Dla podopiecznej Mateusza Kaźmierczaka to był start, przy którym zmagała się z kolejnymi problemami zdrowotnymi.
– Ostatnie dwa tygodnie, od startu Paryżu nie były łatwe… wracając z wyścigu, na rozbieganiu, potknęłam się, upadłam na żebra i mocno je stłukłam, to znowu wprowadziło dużo komplikacji w moich treningach. Nie lubię pisać o takich rzeczach przed wyścigiem, ale wiecie, że nigdy się nie poddaje i tym razem tez tak jest – pisała Paulina Klimas w mediach społecznościowych przed zawodami.
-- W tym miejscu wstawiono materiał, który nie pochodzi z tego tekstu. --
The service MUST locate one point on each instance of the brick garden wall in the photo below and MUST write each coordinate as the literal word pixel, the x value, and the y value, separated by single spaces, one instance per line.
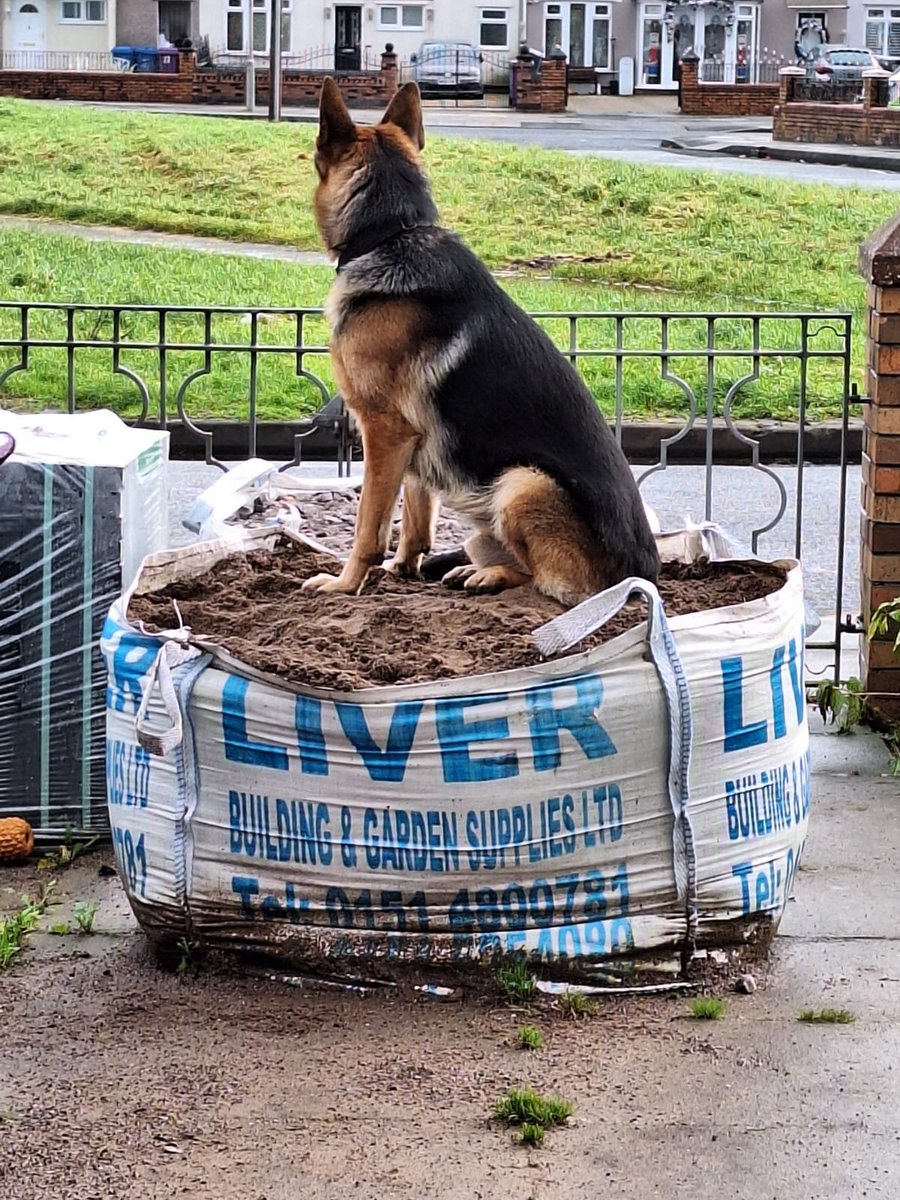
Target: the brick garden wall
pixel 849 124
pixel 545 91
pixel 99 87
pixel 699 99
pixel 197 87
Natomiast Maciej Bruździak kilkanaście dni temu w Białymstoku zdobył mistrzostwo Polski na dystansie olimpijskim, będąc najszybszym zawodnikiem zawodów, pokonując trasę w 1:50:56.
Tym razem w Walencji temperatura odczuwalna wynosiła 27°C, a woda miała 28,5°C.
Wygrana Hiszpana
Najszybszy był David Cantero Del Campo, który pokonał trasę w 1:41:10. Wyprzedził Lasse Nygaarda Priestera (1:41:11) oraz Michele Sarzillę (1:41:26).
TOP5 mężczyzn
- David Cantero Del Campo (ESP) – 1:41:10
- Lasse Nygaard Priester (GER) – 1:41:11
- Michele Sarzilla (ITA) – 1:41:26
- Nicola Azzano (ITA) – 1:41:38
- Cameron Main (GBR) – 1:41:44
Start Bruździaka
Maciej Bruździak zameldował się na mecie, z czasem 1:45:03. To dało Polakowi 25 miejsce.
pływanie: 17:35 / T1: 00:31 / rower: 52:44 / T2: 00:26 / bieg: 33:45 / finisz: 1:45:03
Zwycięska Jorgensen
Najszybciej na mecie pojawiła się Gwen Jorgensen. Amerykanka pokonała trasę w 1:55:01. Podium uzupełniły dwie Niemki: Nina Eim (1:55:17) oraz Marlene Gomez-Goggel (1:55:24).
TOP5 kobiet
- Gwen Jorgensen (USA) – 1:55:01
- Nina Eim (GER) – 1:55:17
- Marlene Gomez-Goggel (GER) – 1:55:24
- Noelia Juan (ESP) – 1:55:38
- Jolien Vermeylen (BEL) – 1:56:06
Pech Klimas
Niestety Paulina Klimas nie będzie dobrze wspominać zawodów w Walencji. Polka nie dotarła na metę i zakończyła wyścig z DNF. Zeszła z trasy po etapie pływackim.
– To nie był łatwy dzień… Łatwy tydzień, tygodnie, a nawet miesiące. Ale po burzy zawsze wychodzi słońce i na nie cierpliwie czekam – pisała Paulina Klimas w mediach społecznościowych po zawodach.